On sait que les riches en Haïti sont perçus comme étant des brahmanes, des intouchables, des catégories estimées à 3% qui gèrent 80% de l’économie du pays, clôturés en villégiature , fixés dans des villas bâties en montagne, bordées de jardins luisants d’orchidées, d’orangers, qui seraient acteurs de ces inégalités abyssales , renforcées au fil des années, malgré l’exercice du pouvoir par des hommes politiques issus de la mouvance gauchisante. Jean-Bertrand Aristide, lors de son premier mandat en 1991, avait la légitimité nécessaire pour réduire ces inégalités, mais il lui a manqué l’intelligence politique, le souci du compromis, et il n’a pas pu faire échec à la détermination des minorités possédantes à s’accrocher à leurs acquis matériels au détriment de la cohésion sociale. Se gardant de prononcer des accusations faciles et populistes, on ne peut jeter l’opprobre sur ces créateurs d’emplois, ces créateurs de richesses qui jouissent des situations quasi monopolistiques-les aciéries, les boissons, la distribution, l’importation de produits alimentaires, ces riches ont profité des évolutions démographiques d’Haïti de la détérioration de la production nationale pour y suppléer des importations de produits. On peut évoquer les avantages comparatifs qu’a facilité la loi Hope, renforcée après le séisme du 12 janvier 2010, qui exonère des droits de douane à l’importation. Les crises politiques ont frappé certes ces acteurs économiques, mais d’autres ont compris le caractère juteux du marché de la téléphonie mobile, rappelant sans doute qu’Haïti est un marché économique attractif, contrairement aux messages prudenciels diffusés par les représentations diplomatiques occidentales.

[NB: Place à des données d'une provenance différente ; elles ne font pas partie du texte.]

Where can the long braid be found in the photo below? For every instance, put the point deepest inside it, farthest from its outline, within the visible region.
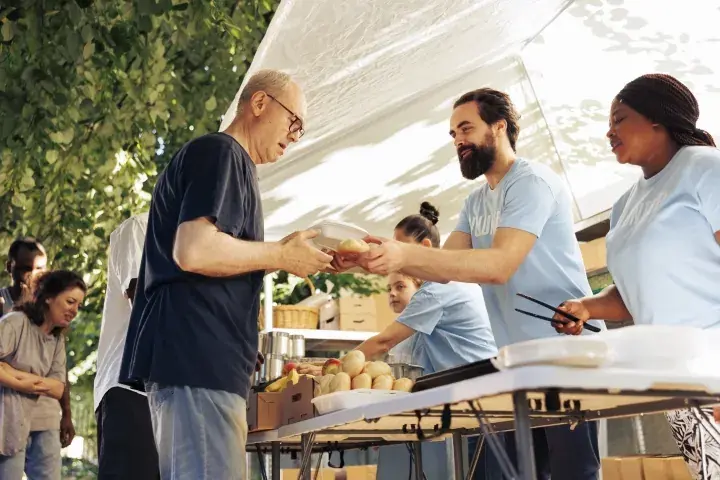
(665, 100)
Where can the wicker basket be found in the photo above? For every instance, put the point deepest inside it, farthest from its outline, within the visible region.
(293, 316)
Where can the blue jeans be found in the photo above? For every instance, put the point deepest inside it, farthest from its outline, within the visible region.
(200, 434)
(39, 461)
(567, 454)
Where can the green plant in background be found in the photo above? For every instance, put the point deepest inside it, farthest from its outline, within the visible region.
(96, 96)
(289, 290)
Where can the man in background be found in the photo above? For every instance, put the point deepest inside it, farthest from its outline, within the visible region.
(51, 423)
(126, 447)
(515, 235)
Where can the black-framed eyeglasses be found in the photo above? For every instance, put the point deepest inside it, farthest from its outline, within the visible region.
(296, 124)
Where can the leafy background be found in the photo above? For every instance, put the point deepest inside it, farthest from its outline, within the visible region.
(96, 96)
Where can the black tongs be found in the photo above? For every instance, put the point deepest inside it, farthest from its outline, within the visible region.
(569, 316)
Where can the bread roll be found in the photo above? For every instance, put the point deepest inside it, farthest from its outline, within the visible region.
(352, 245)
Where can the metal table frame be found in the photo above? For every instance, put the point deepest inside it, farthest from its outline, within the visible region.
(530, 397)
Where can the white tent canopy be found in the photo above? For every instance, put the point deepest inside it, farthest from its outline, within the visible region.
(381, 76)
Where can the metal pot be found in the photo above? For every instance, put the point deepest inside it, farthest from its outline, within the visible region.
(277, 343)
(405, 370)
(297, 346)
(271, 369)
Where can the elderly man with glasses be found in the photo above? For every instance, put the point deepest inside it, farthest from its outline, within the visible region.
(192, 340)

En 2010, malgré la crise post-séisme, la Direction Générale des Impôts a récolté 200 millions d’euros d’impôts. Elle dispose d’une liste de plus de 100 plus grands contribuables, auxquels il faut ajouter la taxe par exemple de 1.4 million d’euros en 2010,versée par une société de téléphonie mobile, disposant d’une situation de positions dominantes sur le marché haïtien. Il ne s’agit pas d’encourager la fuite, l’exil fiscal des plus riches, mais de leur faire comprendre qu’il est dans leur intérêt d’accompagner Haïti vers la promotion et la construction d’une société plus juste et digne. Une société déchirée par des inégalités finira par imploser, rien ne dit que les haïtiens les plus riches n’en feraient pas les frais. Par lâcheté, le pouvoir s’appuie sur les recettes de la diaspora. Sans aucune explication.

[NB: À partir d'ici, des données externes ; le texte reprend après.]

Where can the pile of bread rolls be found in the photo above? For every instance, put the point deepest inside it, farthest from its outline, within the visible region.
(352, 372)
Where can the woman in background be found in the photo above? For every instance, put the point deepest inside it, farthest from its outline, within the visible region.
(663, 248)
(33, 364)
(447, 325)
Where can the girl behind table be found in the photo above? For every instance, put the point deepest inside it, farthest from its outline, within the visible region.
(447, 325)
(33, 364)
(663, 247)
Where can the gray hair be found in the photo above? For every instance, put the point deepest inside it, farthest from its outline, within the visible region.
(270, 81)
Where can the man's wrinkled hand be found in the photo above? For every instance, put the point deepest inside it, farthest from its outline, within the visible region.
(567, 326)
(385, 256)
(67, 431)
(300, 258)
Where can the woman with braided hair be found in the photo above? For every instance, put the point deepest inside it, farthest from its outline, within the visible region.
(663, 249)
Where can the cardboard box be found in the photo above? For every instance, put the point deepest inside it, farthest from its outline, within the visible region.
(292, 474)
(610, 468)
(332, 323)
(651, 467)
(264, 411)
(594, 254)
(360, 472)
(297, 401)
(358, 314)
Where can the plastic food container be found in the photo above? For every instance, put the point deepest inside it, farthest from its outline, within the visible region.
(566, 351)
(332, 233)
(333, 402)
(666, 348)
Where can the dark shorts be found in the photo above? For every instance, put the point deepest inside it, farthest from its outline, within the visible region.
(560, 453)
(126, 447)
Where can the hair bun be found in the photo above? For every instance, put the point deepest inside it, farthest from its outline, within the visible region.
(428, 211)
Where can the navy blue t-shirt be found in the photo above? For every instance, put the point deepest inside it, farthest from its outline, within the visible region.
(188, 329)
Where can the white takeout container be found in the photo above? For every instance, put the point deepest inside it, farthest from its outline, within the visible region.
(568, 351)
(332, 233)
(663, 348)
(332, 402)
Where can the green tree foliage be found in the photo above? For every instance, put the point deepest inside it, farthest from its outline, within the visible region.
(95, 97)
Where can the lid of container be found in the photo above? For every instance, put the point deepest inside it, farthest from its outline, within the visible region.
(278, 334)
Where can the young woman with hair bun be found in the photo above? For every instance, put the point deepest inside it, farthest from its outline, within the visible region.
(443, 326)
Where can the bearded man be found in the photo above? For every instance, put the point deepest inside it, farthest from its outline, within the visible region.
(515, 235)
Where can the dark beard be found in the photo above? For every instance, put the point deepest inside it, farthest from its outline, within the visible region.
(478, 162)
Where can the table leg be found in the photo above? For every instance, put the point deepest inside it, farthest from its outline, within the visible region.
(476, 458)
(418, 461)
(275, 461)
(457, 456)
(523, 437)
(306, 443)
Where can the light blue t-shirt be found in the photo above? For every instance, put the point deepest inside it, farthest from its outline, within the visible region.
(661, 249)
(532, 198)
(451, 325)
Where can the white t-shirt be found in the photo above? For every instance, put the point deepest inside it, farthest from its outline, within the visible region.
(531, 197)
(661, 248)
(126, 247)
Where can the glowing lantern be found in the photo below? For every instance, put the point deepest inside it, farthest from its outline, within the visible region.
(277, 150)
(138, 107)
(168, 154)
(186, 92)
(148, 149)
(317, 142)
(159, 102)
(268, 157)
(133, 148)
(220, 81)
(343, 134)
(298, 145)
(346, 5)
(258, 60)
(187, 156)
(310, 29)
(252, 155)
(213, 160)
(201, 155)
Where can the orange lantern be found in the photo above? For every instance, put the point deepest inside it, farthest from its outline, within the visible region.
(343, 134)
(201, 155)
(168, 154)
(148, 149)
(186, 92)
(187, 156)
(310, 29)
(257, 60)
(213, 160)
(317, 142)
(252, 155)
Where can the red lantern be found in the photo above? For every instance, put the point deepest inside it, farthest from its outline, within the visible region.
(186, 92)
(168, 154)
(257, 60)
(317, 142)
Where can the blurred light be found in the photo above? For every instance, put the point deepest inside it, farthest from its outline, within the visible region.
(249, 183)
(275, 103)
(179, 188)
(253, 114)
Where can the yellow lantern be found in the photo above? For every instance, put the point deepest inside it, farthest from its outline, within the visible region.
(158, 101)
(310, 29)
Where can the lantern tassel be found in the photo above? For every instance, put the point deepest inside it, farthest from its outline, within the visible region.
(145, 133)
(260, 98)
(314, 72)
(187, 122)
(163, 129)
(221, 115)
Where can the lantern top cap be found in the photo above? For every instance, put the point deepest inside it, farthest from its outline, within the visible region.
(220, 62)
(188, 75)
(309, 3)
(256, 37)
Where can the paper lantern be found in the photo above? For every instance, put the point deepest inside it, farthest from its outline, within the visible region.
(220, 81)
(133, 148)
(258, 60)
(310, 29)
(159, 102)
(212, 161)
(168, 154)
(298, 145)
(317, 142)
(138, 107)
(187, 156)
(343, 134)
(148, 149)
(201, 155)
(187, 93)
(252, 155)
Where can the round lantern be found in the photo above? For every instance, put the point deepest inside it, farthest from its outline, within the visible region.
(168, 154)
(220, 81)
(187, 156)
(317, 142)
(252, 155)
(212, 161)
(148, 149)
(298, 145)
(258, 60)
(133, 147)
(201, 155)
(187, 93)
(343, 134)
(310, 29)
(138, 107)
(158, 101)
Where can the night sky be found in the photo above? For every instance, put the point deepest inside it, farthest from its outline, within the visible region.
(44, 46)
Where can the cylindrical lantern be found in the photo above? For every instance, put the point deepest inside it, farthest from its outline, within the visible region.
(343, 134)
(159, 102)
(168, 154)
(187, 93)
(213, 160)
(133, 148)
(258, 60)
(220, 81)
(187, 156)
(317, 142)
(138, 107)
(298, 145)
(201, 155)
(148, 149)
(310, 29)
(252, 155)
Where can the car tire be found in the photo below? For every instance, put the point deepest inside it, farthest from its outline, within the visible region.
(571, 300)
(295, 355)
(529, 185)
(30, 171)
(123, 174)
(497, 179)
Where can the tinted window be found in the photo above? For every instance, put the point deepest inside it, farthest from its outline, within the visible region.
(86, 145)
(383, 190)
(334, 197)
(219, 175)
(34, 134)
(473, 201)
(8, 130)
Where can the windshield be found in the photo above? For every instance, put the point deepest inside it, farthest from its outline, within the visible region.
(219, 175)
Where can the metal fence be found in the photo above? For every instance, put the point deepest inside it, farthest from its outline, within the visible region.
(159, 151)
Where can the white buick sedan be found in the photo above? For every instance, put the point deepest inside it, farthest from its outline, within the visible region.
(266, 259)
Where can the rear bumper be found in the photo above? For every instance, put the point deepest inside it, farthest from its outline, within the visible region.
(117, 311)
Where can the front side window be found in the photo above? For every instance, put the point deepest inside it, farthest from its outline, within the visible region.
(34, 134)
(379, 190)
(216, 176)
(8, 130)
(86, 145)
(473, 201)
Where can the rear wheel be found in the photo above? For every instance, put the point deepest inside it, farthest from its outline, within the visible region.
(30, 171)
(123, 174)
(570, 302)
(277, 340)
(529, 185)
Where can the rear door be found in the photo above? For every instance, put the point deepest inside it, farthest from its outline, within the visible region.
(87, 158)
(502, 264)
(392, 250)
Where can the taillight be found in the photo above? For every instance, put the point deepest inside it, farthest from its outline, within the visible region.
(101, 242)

C’est une mesure injuste visant à considérer la diaspora comme la vâche à lait au régime de Martelly. D’une part, c’est la diaspora qui soutient l’économie d’Haïti à travers ses transferts, et de l’autre, c’est elle qui se sacrifie pour assurer la prise en charge des proches établis sur Haïti. En ce sens, il n’est pas exagéré de dire que Martelly a effectué un véritable « hold-up » sur les revenus de transfert ,et en contrepartie,la diaspora ne reçoit que mépris, ostracisme et mensonges. Or ,les riches d’Haïti qui bénéficient de certains privilèges-certains exercent des activités en monopoleurs indomptables et protégés par le président de la république-il est normal qu’ils soient mis à contribution, dans toute action visant à réduire la pauvreté en Haïti. D’ailleurs, peu d’entre eux acceptent de rémunérer les salariés en proportion des efforts consentis, au mépris de la loi sur le salaire minimum.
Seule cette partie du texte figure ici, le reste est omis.